We celebrate the resurrection of our Lord, Jesus Christ. He is risen, indeed!

Easter Sunday: 3 Services with Holy Communion
6:30 am Sunrise Service in the Amphitheater & 8:30 & 11 am Services

Whether you’ve been part of this community for years or are looking for a place to connect for the first time, we hope you’ll join us for this day of joy and celebration. 

Easter Egg Hunt
Children, bring your basket and get ready to hunt for eggs on the playground between the two sanctuary services! There will be a hunt for those 5 years old and under, as well as a hunt for those 6 and up. Sponsored by the SUMC Children’s Council. We will meet in the Sanctuary at 9:45 am and then head outside on the playground together. Parents, you will pick up your child from their regular Sunday School class.

Our sermon series, “Tell Me Something Good” includes artwork and an artist’s description for each Sunday and the days of Holy Week.  We hope that this artwork will help you to connect more deeply with the scripture throughout the season. 
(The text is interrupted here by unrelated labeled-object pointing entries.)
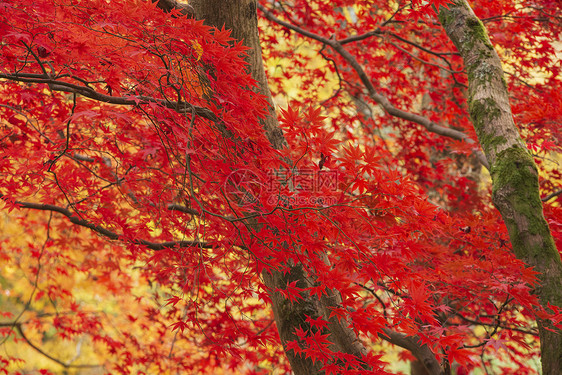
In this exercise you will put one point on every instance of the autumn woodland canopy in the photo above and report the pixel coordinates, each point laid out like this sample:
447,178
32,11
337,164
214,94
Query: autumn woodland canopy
276,187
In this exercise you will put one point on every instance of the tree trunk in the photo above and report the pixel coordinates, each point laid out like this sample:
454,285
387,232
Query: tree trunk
514,173
240,16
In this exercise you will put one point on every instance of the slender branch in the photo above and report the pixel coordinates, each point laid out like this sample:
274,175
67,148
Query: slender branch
106,232
64,364
552,195
373,94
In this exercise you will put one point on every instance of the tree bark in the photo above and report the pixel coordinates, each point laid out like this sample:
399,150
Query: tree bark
515,189
240,16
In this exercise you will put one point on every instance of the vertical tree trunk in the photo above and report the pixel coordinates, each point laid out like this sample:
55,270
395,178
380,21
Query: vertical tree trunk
240,16
514,173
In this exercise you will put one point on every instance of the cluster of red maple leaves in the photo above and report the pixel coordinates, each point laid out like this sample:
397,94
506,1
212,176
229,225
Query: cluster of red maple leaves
123,131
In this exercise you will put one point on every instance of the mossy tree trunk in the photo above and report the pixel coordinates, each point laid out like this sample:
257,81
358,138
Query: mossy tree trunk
514,173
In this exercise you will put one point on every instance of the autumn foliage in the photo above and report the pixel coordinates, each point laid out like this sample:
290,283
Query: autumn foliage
142,201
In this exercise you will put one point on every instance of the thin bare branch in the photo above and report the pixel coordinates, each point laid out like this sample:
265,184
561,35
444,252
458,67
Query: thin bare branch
90,93
106,232
373,94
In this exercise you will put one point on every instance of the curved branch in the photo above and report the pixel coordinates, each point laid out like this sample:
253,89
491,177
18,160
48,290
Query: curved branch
373,94
421,352
106,232
169,5
38,349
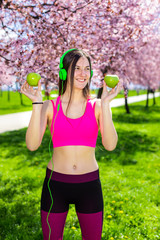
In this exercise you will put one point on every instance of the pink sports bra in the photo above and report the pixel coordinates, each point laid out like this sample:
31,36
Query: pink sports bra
81,131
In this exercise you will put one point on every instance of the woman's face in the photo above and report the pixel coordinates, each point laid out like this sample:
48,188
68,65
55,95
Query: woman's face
81,73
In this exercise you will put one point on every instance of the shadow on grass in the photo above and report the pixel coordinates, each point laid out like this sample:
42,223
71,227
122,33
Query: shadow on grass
139,114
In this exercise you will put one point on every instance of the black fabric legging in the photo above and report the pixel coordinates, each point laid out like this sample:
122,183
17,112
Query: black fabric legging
84,191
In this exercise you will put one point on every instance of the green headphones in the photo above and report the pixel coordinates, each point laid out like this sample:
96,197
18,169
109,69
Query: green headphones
63,72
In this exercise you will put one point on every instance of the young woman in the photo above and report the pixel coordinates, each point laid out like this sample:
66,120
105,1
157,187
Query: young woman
74,128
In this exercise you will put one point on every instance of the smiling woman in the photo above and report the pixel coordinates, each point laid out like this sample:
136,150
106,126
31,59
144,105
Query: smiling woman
72,174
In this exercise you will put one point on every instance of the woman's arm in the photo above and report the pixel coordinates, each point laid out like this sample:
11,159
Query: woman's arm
108,131
39,117
37,125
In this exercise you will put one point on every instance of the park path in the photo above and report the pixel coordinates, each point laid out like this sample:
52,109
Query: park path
16,121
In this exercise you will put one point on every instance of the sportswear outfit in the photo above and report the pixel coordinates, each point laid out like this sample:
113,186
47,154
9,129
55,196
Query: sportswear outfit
83,190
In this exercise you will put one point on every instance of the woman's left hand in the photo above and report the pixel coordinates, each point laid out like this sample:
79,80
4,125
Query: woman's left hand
107,96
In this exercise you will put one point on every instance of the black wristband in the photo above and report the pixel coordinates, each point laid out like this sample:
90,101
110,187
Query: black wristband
37,103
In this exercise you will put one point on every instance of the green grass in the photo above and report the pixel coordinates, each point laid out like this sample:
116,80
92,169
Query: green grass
129,176
14,105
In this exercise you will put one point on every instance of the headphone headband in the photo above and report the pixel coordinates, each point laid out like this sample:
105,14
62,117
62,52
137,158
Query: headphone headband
61,59
63,72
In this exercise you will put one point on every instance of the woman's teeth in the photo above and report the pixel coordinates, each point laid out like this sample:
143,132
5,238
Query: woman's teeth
80,80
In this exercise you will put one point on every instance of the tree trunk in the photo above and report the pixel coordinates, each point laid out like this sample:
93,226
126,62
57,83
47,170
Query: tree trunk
126,106
9,94
1,92
21,99
100,90
126,97
147,101
154,99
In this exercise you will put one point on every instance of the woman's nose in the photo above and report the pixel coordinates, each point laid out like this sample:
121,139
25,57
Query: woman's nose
83,72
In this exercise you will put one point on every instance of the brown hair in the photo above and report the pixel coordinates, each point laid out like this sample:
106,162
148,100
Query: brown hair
69,63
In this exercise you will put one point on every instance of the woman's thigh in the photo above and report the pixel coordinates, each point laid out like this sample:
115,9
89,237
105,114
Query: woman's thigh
53,213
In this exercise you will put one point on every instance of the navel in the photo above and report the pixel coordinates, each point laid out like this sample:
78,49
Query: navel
74,166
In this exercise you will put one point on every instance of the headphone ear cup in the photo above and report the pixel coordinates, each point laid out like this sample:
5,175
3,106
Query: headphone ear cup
91,73
63,74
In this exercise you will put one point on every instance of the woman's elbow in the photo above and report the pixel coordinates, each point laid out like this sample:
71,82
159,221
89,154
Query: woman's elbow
110,146
32,148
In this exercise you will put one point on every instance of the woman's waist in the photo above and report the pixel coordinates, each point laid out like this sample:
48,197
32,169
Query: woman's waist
73,166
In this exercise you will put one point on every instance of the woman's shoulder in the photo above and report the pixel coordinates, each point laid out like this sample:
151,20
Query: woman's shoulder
48,107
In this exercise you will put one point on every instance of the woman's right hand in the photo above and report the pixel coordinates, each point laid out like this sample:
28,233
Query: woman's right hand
34,95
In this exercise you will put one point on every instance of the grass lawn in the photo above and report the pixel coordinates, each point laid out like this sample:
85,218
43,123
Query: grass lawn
130,177
14,105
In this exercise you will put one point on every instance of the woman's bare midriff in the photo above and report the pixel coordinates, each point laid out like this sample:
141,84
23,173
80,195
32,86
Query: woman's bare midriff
73,159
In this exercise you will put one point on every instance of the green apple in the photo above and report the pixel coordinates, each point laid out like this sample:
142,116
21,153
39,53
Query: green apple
111,80
33,78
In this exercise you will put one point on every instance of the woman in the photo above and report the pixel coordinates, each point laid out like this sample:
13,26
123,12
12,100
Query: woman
74,125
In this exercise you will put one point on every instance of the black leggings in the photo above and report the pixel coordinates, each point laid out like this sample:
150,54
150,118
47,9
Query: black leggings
84,191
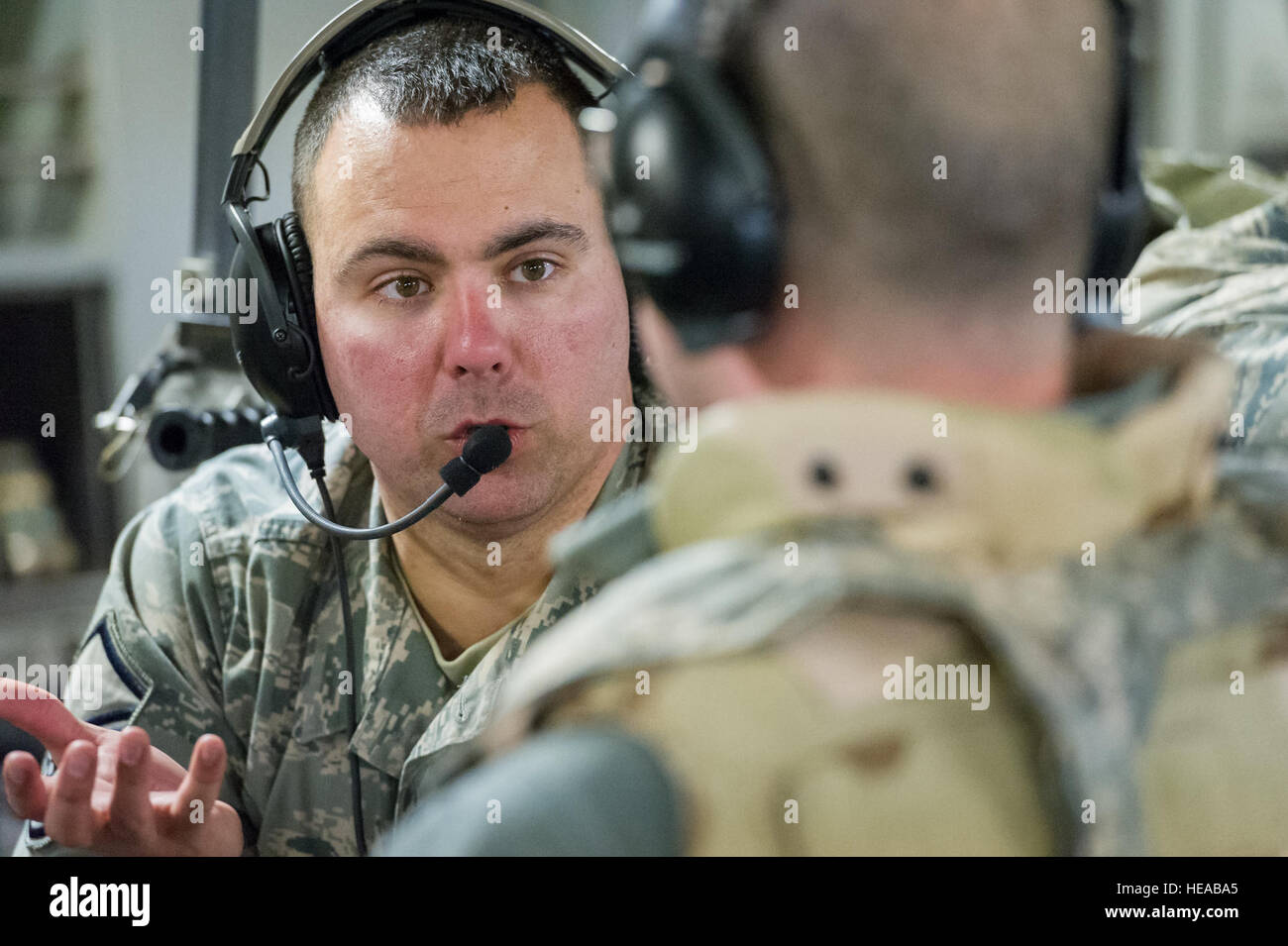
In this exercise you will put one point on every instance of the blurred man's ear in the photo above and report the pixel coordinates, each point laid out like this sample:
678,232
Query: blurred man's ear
690,378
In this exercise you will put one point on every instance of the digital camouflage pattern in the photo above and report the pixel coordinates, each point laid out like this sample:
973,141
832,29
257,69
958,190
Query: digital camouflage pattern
1086,555
1228,283
220,615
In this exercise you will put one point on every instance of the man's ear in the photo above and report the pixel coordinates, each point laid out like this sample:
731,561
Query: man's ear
692,378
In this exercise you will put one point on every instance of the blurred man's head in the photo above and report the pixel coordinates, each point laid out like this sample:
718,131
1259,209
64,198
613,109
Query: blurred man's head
463,270
896,264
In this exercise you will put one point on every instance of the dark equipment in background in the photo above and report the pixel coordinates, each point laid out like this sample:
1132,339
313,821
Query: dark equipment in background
194,368
180,438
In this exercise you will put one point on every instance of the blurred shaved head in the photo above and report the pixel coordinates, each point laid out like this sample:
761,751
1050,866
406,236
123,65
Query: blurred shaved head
855,119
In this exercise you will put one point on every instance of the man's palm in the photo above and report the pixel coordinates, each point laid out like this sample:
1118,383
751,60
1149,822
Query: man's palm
153,807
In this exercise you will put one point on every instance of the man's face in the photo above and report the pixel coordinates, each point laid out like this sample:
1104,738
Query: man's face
464,275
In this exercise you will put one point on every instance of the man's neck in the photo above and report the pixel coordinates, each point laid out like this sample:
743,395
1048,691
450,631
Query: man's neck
966,358
467,589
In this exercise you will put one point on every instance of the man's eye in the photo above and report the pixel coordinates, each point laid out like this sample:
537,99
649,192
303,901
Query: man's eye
403,287
532,270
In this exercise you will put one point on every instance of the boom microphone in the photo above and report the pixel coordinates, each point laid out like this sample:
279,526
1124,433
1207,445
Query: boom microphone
484,451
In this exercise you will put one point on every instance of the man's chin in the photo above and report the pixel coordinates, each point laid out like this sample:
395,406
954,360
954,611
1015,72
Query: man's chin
496,501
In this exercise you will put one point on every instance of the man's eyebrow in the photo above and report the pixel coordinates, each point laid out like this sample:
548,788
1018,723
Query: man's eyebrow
402,248
532,231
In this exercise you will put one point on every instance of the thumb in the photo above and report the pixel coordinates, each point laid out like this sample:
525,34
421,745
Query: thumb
39,713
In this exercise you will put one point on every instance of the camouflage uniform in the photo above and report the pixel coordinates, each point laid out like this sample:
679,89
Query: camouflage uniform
814,540
220,615
1229,283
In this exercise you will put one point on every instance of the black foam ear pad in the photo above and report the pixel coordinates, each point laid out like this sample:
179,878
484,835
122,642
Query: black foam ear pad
299,264
278,349
699,224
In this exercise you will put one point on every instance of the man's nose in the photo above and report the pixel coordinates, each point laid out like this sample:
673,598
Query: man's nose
477,339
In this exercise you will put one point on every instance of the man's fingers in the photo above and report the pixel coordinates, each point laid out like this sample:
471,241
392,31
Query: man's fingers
202,782
39,712
24,786
68,817
132,808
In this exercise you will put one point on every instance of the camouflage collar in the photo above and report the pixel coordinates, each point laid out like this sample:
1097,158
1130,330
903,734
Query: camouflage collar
975,485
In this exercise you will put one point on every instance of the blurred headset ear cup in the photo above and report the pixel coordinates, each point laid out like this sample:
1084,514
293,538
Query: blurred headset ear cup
299,264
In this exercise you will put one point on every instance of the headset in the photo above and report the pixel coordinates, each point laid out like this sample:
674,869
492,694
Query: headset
279,352
702,233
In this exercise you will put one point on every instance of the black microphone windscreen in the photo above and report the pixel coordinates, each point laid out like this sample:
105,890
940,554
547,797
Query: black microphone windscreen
485,448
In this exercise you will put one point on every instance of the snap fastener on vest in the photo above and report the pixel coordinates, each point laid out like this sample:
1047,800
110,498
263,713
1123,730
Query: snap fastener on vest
823,473
921,477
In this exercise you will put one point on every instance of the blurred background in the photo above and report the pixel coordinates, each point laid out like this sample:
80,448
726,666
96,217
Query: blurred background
116,123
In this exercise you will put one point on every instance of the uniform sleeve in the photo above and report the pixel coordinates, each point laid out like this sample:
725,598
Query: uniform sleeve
572,791
1228,283
153,656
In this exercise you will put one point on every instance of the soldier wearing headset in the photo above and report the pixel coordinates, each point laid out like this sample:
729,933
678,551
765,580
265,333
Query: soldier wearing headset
447,271
945,576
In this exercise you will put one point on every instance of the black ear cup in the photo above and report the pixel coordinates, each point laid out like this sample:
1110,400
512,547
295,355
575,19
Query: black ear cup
283,362
694,206
299,263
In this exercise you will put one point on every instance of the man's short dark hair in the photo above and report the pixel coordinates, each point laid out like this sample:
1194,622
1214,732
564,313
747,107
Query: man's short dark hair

Meet Me in Galilee by Hannah Garrity
Inspired by Matthew 28:1-10

The good news is alive in the world. Do not be afraid. Go back to Galilee. Go back to Galilee where it all started. Go back to Galilee and celebrate like we did at the beginning, when we were not afraid, when these words of liberation had not yet drawn the trappings of imperial execution.

Here in this artwork, the crowd is celebrating. Figures are dancing and dancing and dancing. Doves fly among the dancers, breaking borders, Holy Spirit. This throng is in the vacant space of the empty cross. The cross here is mirroring the traditional, four-petaled, stained-glass window design element, which has long represented the cross in European architecture.

The crowd dancing within the cross celebrates the resurrection of Jesus, fearlessly awaiting his arrival in Galilee. The Roman weapon of oppression, the cross, inflicts but a pause in the steadfast and abiding ministry of revolutionary love offered by Jesus in his public ministry. It is fitting then that we should go back to the place it began, when fear was not such a lethal factor. God has overcome death. Hallelujah!

Around the dancing figures in Galilee, patterns of doves disperse outward. The good news, the euaggelion, is alive in the world. Do you remember? The cross is empty, yet full. Overcome. Go and you will find Jesus, free in the world in the faces of strangers and neighbors. —Hannah Garrity

Study the figures in the crowd. What postures and expressions do you see? What emotions do you feel?